Source: Dow Jones
By Carey Boles
Members of a congressionally authorized panel were critical of Treasury efforts to wade into the foreclosure crisis, saying an Obama administration goal of keeping 3 million to 4 million people in their homes won't be met.
"Treasury cannot and should not prevent every foreclosure in this country, but it can and must do far, far better," said former Sen. Ted KAUFMAN, the panel chairman who succeeded Elizabeth Warren.
Damon Silvers, another member of the panel, said it appears that just 467,000 foreclosures have been averted by Treasury. The Congressional Oversight Panel also expressed concern about the burgeoning scandal at some of the nation's largest lenders surrounding allegations that employees at the banks signed off on potentially thousands of foreclosures without reviewing related documents as required by law.

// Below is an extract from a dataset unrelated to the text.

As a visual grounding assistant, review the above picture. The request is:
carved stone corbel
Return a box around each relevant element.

Silvers said he wants details of what the administration's plans were to deal with lenders who are found liable for illegally taking troubled homeowners' homes from them.

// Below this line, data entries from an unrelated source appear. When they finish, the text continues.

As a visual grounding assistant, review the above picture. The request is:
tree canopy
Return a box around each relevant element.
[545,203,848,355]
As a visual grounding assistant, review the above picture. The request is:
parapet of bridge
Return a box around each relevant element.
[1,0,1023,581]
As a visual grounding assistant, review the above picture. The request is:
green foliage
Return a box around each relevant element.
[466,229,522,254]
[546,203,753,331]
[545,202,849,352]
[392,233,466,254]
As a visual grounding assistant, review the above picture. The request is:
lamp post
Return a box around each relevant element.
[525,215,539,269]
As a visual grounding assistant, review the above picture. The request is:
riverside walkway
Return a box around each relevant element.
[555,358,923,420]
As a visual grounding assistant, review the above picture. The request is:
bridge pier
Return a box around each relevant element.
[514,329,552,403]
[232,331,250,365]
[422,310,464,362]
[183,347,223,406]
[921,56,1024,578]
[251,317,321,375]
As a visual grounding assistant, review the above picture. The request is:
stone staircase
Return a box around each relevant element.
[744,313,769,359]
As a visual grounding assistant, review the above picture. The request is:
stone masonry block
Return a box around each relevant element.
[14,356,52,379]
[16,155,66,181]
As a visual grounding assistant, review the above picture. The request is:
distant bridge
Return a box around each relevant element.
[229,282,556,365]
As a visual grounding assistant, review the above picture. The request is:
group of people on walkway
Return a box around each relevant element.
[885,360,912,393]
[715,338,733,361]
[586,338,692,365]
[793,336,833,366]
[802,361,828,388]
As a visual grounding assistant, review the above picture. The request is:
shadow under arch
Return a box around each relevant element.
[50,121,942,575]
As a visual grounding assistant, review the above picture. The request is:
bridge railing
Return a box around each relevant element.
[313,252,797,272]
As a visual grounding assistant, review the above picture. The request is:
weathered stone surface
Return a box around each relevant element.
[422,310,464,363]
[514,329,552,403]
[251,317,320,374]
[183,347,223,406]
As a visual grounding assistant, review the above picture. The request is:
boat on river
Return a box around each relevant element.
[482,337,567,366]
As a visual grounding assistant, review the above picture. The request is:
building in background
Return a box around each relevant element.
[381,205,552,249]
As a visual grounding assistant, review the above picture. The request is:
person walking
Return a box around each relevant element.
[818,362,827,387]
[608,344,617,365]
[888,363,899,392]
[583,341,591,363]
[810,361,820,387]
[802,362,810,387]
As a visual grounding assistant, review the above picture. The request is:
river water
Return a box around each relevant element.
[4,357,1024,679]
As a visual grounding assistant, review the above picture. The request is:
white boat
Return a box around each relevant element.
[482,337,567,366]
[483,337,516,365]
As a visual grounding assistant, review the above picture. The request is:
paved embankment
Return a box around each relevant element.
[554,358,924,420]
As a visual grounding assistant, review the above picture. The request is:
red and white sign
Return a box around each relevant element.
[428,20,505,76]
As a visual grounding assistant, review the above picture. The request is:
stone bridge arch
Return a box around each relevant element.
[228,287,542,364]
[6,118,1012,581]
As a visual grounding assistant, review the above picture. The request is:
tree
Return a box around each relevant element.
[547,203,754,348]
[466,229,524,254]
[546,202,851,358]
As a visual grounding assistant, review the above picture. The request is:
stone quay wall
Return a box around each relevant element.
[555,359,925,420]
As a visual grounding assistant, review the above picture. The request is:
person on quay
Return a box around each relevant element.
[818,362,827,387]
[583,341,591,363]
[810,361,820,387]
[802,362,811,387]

Defending the administration's efforts, Joseph H. Evers, deputy comptroller for large bank supervision at the Office of the Comptroller of the Currency, said Treasury mitigation efforts are bearing fruit.
He said that during the second quarter, mortgage servicers implemented more than 500,000 "home retention actions," including loan modifications, trial performance plans and payment plans. Evers said this is an 18% improvement from the first quarter.
The panel was established by Congress as part of the 2008 legislation that created the $700 billion Troubled Asset Relief Program to oversee the various financial market rescue programs in response to the 2008 financial crisis.